Author: Anahid Yahjian
“I don’t see change in the air today,” ECLS professor Eric Newhall said to an audience of about 30 students on October 18. Newhall opened an ASOC-organized faculty discussion panel on Occidental’s mission statement. The panel also included DWA Professor Movindri Reddy, Critical Theory and Social Justice Professor G. Elmer Griffin and Education Department Chair Mary Christianakis.
Campus flyers invited students to “reenergize discussion and debate around the central tenets of the mission statement.”
The mission statement currently states, “The mission of Occidental College is to provide a gifted and diverse group of students with a total educational experience of the highest quality,” and is “anchored by four cornerstones: excellence, equity, community and service.”

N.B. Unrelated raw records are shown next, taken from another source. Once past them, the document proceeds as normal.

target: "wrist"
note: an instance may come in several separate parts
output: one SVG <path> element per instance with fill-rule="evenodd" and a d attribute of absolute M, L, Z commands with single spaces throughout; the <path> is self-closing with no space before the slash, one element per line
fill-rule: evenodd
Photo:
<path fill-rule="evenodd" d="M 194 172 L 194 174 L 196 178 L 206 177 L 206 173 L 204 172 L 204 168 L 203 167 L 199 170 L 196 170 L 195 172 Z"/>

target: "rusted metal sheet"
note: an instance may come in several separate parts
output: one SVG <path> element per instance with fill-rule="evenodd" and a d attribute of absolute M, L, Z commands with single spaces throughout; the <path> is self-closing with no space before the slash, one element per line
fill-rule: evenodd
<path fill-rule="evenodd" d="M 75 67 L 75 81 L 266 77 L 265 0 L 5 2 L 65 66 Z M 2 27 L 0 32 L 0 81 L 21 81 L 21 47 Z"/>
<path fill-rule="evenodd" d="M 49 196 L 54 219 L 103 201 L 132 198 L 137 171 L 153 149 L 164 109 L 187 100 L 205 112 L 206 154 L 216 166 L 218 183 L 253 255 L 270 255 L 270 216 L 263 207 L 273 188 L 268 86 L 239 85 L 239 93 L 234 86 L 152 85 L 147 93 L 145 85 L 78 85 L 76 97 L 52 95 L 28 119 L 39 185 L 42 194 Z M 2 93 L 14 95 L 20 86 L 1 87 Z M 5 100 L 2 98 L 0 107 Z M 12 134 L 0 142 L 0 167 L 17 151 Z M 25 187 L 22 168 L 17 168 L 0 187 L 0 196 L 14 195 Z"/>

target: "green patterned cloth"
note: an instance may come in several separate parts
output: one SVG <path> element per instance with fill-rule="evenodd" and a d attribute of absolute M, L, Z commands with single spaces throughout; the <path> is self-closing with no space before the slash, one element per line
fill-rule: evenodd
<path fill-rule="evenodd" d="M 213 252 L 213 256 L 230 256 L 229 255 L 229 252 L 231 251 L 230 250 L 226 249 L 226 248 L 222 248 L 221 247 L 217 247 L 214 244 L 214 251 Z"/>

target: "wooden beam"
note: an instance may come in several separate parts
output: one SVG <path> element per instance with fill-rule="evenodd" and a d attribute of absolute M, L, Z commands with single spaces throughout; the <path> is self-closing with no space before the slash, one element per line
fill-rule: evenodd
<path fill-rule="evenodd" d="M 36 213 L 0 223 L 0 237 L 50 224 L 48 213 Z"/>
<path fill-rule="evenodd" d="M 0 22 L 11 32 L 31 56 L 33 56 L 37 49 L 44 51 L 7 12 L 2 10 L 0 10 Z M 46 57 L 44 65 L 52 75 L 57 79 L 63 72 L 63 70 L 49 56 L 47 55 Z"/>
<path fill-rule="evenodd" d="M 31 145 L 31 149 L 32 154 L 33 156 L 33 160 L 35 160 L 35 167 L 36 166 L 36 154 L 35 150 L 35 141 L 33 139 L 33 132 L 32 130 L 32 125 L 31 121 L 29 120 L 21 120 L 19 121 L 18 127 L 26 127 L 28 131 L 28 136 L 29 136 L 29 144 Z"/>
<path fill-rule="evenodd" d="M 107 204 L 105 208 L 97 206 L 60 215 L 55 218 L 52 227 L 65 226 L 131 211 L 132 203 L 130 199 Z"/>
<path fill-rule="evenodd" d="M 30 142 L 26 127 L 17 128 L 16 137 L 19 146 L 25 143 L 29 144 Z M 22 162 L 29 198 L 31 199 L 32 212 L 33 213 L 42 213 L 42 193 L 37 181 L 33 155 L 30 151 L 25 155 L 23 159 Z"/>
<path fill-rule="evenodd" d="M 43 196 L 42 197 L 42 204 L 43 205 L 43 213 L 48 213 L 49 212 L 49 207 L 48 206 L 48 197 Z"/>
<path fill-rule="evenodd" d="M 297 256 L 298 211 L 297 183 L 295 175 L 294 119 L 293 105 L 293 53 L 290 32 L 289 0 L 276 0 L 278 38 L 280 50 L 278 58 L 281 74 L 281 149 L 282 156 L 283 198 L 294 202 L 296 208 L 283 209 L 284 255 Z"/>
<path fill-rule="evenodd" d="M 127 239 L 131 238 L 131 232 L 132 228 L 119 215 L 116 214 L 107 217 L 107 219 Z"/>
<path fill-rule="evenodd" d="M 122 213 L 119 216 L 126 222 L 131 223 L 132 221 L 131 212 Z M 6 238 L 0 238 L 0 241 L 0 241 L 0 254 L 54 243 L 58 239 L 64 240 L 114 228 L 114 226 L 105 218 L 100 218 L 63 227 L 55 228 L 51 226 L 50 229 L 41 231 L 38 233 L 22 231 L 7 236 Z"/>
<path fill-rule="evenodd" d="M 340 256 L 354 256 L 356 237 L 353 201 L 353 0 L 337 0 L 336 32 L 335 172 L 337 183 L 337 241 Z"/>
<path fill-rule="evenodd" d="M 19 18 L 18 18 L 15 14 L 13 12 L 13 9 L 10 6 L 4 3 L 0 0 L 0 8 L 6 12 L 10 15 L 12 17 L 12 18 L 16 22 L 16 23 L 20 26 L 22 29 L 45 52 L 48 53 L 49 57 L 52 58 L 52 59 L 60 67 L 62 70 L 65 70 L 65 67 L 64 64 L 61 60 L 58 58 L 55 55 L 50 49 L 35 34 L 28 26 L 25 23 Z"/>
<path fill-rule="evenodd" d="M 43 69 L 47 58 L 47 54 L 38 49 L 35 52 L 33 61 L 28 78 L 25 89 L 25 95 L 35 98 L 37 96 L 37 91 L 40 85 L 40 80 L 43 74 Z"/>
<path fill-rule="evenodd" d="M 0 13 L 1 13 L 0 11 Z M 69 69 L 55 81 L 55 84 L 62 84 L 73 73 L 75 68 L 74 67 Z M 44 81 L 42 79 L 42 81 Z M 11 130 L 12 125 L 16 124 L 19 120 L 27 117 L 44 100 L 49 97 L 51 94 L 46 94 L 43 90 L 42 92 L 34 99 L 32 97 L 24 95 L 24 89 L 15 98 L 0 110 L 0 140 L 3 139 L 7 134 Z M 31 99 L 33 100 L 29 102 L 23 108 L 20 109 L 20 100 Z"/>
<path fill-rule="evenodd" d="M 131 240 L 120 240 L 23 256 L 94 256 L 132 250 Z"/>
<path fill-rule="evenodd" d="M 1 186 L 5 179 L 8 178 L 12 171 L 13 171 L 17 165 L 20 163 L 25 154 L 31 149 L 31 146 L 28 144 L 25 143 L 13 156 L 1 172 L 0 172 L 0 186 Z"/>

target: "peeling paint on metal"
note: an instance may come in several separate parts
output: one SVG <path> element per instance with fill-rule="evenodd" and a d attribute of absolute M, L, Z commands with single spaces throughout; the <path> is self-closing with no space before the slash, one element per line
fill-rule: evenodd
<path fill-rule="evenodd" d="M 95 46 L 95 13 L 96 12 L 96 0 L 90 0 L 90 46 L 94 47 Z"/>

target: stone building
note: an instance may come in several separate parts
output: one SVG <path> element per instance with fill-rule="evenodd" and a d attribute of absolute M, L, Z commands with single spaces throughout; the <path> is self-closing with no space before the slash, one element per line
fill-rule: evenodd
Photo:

According to Newhall, the “excellence” and “equity” portions of the mission were exemplified during John Slaughter’s presidency, and less emphasis was placed on the mission during Ted Mitchell’s presidency, when energies were directed towards bringing “financial health to the institution” after budget issues that occurred during the last of the Slaughter years.
Newhall suggested “bringing the mission to the next phase” by placing less emphasis on diversity and more on community. He concluded with a personal address to the students: “I challenge all of you to help play an active role.”
Newhall’s push for change was followed by Christianakis’s pillar-by-pillar analysis of the mission statement. She said that excellence and equity are “too dualistic to [keep] separate.” She also added, “We don’t know how to talk to one another,” referring to the community emphasis of the mission.
“We should all be allying around our mission,” Christianakis said as she opened the floor for Reddy, who made connections to the school’s transformation by sharing her experiences as a South African native.
Griffin shared his take on Oxy’s mission. “It seems to me to be full of truisms and clichés,” he said. He added that it is “lengthy and tedious” in comparison with that of schools like Bob Jones University, a Christian college located in South Carolina whose mission statement is one sentence long and states “Within the cultural and academic soil of liberal arts education, Bob Jones University exists to grow Christlike character that is Scripturally disciplined; others-serving; God-loving; Christ-proclaiming; and focused Above.”
Griffin said he sensed “a certain kind of anxiety” in Oxy’s mission, calling it an “anxious response to the cultural and political times in which the authors found themselves; [there was] anxiety about survival, insignificance.” He said that incorporating “more active language than passive” was a first step towards improvement.
During the discussion portion of the event Devon Puglia (senior) raised the topic of “diversity of thought” in the classroom, saying he felt it is almost completely absent.
“Diversity simultaneously embraces and defaces the mission statement,” Griffin said. “We are moving forward. Don’t go backward under the umbrella of diversity.”
Christianakis addressed the question of funding desired programs. “We have significant faculty expertise that has not been used,” she said. She also questioned the school’s commitment to nurturing the areas of diversity and multiculturalism. “Last year, we could have hired a queer theorist [. . . ] we didn’t,” she said.
Max Read (senior) brought up the question of “align[ing] students and faculty,” citing his personal difficulties with having his voice heard regarding first-year housing.
Newhall said there is “power in numbers,” while Griffin described some students’ attempts at having their voices heard as “a lot of complaining.”